Methodology – or, can critical autoethnography be post-humanist and activist?
[L]ocation is about vulnerability; location resists the politics of closure, finality, or to borrow from Althusser, feminist objectivity resists ‘simplification in the last instance’ (Haraway, 1988: 590).
The argument I make here draws on ‘personally’ felt experiences of being a university teacher. In assemblage thinking, ‘[t]he first and second person “I” and “you” are not nonexistent, but rather secondary to the third person “we” that is collectively immanent to the assemblage’ (Nail, 2017: 27, italics added). In this sense, becoming-teacher is the primary persona of the assemblage, 3 whereas Becoming-TeacherBG is secondary. I have tried to underscore Becoming-TeacherBG’s secondariness, her dependence on the primary collective persona of the becoming-teacher, by voicing her experiences in the third person singular.

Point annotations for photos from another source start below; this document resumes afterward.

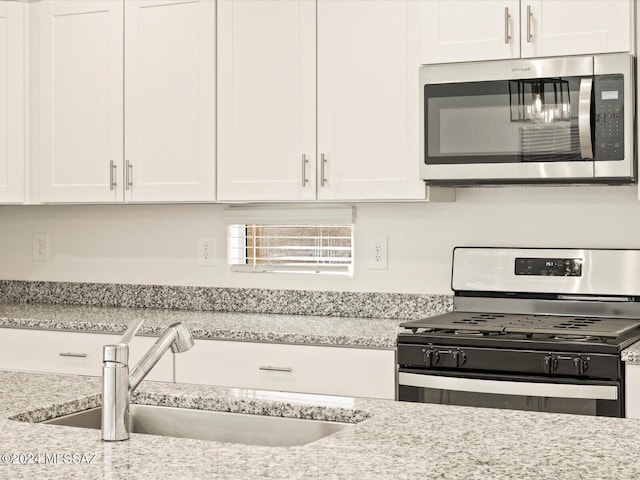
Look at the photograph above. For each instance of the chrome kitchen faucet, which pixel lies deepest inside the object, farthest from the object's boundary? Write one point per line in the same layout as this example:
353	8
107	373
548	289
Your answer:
118	384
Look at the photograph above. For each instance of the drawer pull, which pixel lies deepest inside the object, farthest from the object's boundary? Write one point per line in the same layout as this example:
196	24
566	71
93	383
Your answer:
275	369
75	355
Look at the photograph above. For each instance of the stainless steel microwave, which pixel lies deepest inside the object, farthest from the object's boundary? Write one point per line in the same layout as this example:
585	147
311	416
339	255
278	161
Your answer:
553	120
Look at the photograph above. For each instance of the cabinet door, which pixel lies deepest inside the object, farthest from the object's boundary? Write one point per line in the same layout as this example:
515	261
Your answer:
266	100
12	138
368	63
80	128
72	352
357	372
567	27
632	390
468	30
170	100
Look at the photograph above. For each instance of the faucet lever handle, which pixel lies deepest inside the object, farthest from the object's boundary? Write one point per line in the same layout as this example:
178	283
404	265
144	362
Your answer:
118	353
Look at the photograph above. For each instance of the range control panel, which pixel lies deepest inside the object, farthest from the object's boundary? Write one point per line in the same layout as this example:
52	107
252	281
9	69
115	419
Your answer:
609	117
549	267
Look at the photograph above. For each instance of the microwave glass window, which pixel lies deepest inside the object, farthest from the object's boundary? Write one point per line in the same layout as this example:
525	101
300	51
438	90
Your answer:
502	121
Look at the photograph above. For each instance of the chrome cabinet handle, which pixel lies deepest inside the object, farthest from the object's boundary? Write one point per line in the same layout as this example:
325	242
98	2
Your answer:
323	162
507	37
584	118
275	369
112	175
75	355
305	161
129	174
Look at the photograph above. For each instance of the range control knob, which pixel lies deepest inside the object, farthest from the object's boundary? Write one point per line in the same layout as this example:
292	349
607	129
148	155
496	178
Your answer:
431	356
580	365
459	358
550	364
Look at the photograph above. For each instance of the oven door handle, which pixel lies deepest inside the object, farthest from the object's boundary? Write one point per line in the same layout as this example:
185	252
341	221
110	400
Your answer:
584	118
501	387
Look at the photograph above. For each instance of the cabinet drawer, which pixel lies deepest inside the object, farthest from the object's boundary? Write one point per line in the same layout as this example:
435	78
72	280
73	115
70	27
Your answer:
71	352
355	372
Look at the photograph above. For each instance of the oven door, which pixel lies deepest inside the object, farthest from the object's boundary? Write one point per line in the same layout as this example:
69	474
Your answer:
588	397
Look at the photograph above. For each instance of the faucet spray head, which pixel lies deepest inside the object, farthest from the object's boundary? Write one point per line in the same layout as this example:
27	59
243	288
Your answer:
183	340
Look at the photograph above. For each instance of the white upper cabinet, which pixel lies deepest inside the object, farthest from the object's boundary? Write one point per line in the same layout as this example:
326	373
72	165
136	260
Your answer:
355	138
80	100
12	101
469	30
368	60
169	126
266	100
126	114
551	28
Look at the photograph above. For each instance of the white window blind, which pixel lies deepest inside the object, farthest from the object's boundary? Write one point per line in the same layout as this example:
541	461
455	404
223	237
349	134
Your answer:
291	248
282	238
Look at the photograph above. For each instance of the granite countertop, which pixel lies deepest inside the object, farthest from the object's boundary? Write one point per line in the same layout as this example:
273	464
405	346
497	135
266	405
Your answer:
392	440
632	354
259	327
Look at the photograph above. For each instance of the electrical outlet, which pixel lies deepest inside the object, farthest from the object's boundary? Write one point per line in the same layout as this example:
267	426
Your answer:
205	251
378	253
40	247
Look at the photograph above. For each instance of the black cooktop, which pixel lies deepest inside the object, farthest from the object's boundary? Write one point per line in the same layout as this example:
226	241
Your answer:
524	323
524	331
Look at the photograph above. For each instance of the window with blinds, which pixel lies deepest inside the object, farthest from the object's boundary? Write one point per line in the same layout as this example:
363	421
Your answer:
291	248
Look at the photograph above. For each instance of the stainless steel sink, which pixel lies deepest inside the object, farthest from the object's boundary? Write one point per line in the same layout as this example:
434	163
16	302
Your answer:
210	425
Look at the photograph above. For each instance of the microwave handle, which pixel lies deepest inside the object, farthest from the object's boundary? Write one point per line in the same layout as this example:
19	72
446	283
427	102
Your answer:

My methodology is influenced by critical autoethnography, a humanist standpoint perhaps incongruous with the posthumanism of assemblage thought. But, for some thinkers in the field, there is a connection. Critical autoethnography derives much of its force from the foundational charge of feminist thought that the personal is (always) political: the ‘critical’ stance provides us ‘with clear and powerful theoretical frameworks … for understanding how [personal] stories help us write into or become the change we seek in the world’ (Holman Jones, 2016: 228). Feminist writers such as Stacy Holman Jones (2016), Joy Scott (2014) and Ruth Behar (1996) draw a genealogical line between what critical autoethnography can do and Donna Haraway’s influential essay, ‘Situated knowledges: The science question in feminism and the privilege of partial perspective’ (1988). I follow this line back to Haraway’s essay, remembering her work is foundational for feminist post-humanist thought.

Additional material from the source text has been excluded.